Go to the previous, next section.
The following type ID construction algorithm is used for automatic generation of type IDs for all types and exceptions in ILU that have no explicitly specified type ID. The type ID is formed by (1) constructing a string containing all the salient information about the type or exception, in a standardized form, (2) taking the NIST Secure Hash Signature of that string, and (3) rendering the SHS in a string form as a 27-digit base-64 number.
There are some types that can be described in multiple ways, using more or less generalized constructions. For example, the primitive integer types could also be described as fixed-point constructions. Every type that can be described multiple ways is always considered to be the one that uses the least general constructs. In particular, the primitive integer types are indeed considered primitive -- not fixed-point constructions.
This string consists of 8-bit bytes. Many of those bytes are described here using characters, which are taken to be in the US-ASCII character code.
<info string> ::= <self ref> <defn>* <self ref> ::= <typeref> | <exnref>
The salient information string consists of a reference to the initial item
(the type or exception being characterized),
followed by the definitions of the interfaces, execeptions,
and non-primitive non-explicitly-IDed types referenced directly or indirectly by the initial item.
Each interface, exception, and non-primitive non-explicitly-IDed type that
is referenced in the type string is defined exactly once in the type
string, and these are the only definitions that appear in the type
string.
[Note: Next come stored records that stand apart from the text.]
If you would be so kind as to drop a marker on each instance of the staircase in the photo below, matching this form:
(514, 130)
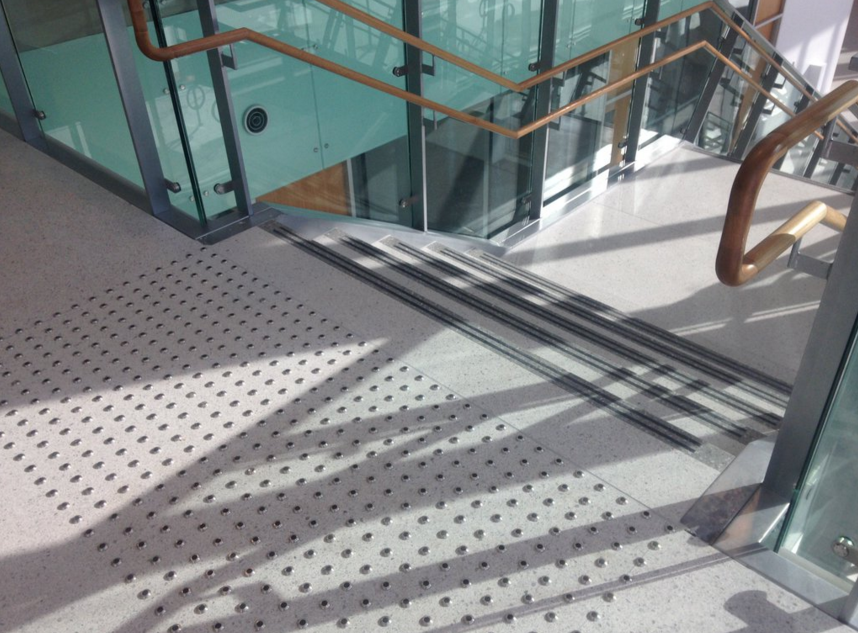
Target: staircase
(692, 399)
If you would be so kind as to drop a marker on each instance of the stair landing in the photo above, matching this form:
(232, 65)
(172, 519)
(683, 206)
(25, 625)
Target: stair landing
(241, 439)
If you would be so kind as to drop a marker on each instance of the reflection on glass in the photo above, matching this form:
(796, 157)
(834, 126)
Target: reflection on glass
(479, 182)
(329, 144)
(825, 508)
(586, 142)
(5, 103)
(587, 24)
(65, 60)
(674, 91)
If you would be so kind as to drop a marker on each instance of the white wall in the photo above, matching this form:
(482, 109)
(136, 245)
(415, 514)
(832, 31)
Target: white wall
(811, 36)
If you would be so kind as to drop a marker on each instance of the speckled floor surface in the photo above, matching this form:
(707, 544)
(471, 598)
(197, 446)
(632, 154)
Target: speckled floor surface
(238, 439)
(648, 248)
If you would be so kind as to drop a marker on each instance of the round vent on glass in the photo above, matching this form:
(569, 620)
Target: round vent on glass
(255, 120)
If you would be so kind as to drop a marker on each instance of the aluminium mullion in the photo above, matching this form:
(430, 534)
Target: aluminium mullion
(637, 107)
(16, 86)
(758, 105)
(419, 200)
(226, 111)
(544, 92)
(134, 104)
(695, 125)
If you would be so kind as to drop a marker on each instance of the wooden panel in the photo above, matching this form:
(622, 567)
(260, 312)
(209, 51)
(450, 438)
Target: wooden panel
(767, 9)
(768, 30)
(623, 63)
(326, 191)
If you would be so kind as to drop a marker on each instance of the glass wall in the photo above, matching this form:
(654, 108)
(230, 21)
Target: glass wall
(823, 521)
(315, 141)
(480, 182)
(64, 57)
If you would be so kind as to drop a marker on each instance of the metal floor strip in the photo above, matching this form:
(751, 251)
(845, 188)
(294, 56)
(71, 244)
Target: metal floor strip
(609, 343)
(665, 431)
(664, 342)
(203, 453)
(621, 375)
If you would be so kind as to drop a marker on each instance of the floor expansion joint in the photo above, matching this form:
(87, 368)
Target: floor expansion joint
(205, 453)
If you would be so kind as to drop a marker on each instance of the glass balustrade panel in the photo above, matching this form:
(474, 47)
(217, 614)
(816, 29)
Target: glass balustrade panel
(5, 102)
(64, 57)
(328, 144)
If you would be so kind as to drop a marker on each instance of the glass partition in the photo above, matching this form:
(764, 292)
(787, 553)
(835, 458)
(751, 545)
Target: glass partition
(822, 527)
(64, 57)
(5, 103)
(311, 139)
In particular, the string includes no definition of any primitive type,
nor of any type whose ID is explicitly specified in the source language
(explicit IDs can optionally be given in ISL by appending a TYPEID
clause to a type definition;
in OMG IDL there is a defined ID for every named type).
The definitions appear in the order of first appearance of
the corresponding reference. In other words, the definitions appear in breadth-first order. In particular, if the initial item has a definition
(note that primitive types do not), then it is the first definition.
Every definition of an item is preceded by at least one reference to that item.
This forbids adding definitions of types in irrelevant cycles.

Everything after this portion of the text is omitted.